Dear Juxiang, Parwez, and others interested in the multiplex design and application,
I strongly recommend everyone to check back at our website regularly for updates and additional information as we are working constantly to improve it.
Regarding the design, we have supplied detailed sequence information as well as design in the supplementary information of the paper, please refer to Supple Figure S5.
Meantime, I wrote a note below that summarizes and provides information for design of CRISPR constructs, esp. for the CRISPR array design and DR sequence, here in detail:
(1) Chimeric vs.
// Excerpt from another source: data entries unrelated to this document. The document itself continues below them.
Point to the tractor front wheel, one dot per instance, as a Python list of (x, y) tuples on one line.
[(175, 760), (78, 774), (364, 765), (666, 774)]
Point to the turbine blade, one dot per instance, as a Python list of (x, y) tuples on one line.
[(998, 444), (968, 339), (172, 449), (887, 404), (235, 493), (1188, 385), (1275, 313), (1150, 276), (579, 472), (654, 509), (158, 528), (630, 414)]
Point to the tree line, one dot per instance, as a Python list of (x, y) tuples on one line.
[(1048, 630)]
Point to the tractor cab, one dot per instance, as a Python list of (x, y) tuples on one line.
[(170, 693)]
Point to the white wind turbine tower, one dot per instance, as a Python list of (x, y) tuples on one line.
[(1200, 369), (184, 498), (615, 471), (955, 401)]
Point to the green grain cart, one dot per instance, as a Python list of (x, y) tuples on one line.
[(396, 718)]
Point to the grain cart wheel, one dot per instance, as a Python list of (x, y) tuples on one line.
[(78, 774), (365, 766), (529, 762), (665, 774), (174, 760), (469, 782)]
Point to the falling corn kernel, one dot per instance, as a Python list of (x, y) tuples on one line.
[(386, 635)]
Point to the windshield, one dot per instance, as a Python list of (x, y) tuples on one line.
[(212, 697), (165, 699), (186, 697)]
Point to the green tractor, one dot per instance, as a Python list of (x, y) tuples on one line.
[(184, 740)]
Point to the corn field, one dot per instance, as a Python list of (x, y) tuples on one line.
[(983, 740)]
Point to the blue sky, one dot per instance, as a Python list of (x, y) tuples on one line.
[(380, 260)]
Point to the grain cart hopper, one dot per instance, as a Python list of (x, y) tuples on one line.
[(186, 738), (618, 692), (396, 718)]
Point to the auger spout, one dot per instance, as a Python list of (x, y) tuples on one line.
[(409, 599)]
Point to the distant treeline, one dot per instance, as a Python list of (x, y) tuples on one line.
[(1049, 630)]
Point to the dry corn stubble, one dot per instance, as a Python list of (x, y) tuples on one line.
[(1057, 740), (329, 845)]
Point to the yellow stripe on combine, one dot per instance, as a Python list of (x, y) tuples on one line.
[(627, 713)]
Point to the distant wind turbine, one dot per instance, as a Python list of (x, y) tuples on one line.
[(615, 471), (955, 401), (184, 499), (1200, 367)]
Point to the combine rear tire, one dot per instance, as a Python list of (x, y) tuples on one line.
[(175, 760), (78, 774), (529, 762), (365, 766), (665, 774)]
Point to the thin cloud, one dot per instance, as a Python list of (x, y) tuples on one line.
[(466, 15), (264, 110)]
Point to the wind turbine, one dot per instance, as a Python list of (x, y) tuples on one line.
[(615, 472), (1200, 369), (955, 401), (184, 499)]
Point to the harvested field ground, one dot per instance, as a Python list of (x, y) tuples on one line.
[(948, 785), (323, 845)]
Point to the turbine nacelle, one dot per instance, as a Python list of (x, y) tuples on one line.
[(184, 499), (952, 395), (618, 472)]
Array design
In our most recent updated design, the full-length longer chimeric RNA design in general has been the most efficient system for introducing genome cleavage, the system and construct maps, reagent links to Addgene are all provided at our website:
http://www.genome-engineering.org/crispr/?page_id=23
(2) Direct Repeat Sequence
Despite the new chimeric design, The CRISPR array design allows for simultaneous cleavage at multiple genomic loci with a single array.
The DR sequence we used for S. pyogenes is: GTTTTAGAGCTATGCTGTTTTGAATGGTCCCAAAAC
(3) Multiplexing CRISPR Array Design
Therefore, when trying to clone a two-spacer CRISPR array into our backbone vector like PX260, you should first define your two 30-bp protospacer targets, then order a pair of oligos looks like:
5' - AAACNNNNNNNNNNNNNNNNNNNNNNNNNNNNNN-DR-NNNNNNNNNNNNNNNNNNNNNNNNNNNNNNGT - 3'
and
3' - NNNNNNNNNNNNNNNNNNNNNNNNNNNNNN-DR-NNNNNNNNNNNNNNNNNNNNNNNNNNNNNNCAAAAT - 5'
So the annealed product looks like:
5' - AAACNNNNNNNNNNNNNNNNNNNNNNNNNNNNNN-DR-NNNNNNNNNNNNNNNNNNNNNNNNNNNNNNGT - 3'
3' - NNNNNNNNNNNNNNNNNNNNNNNNNNNNNN-DR-NNNNNNNNNNNNNNNNNNNNNNNNNNNNNNCAAAAT - 5'
Which can be readily cloned into the target backbone vector PX260 or PX334.
Please let me know if me know if you have any further questions or comments. Hope this helps with your experiments.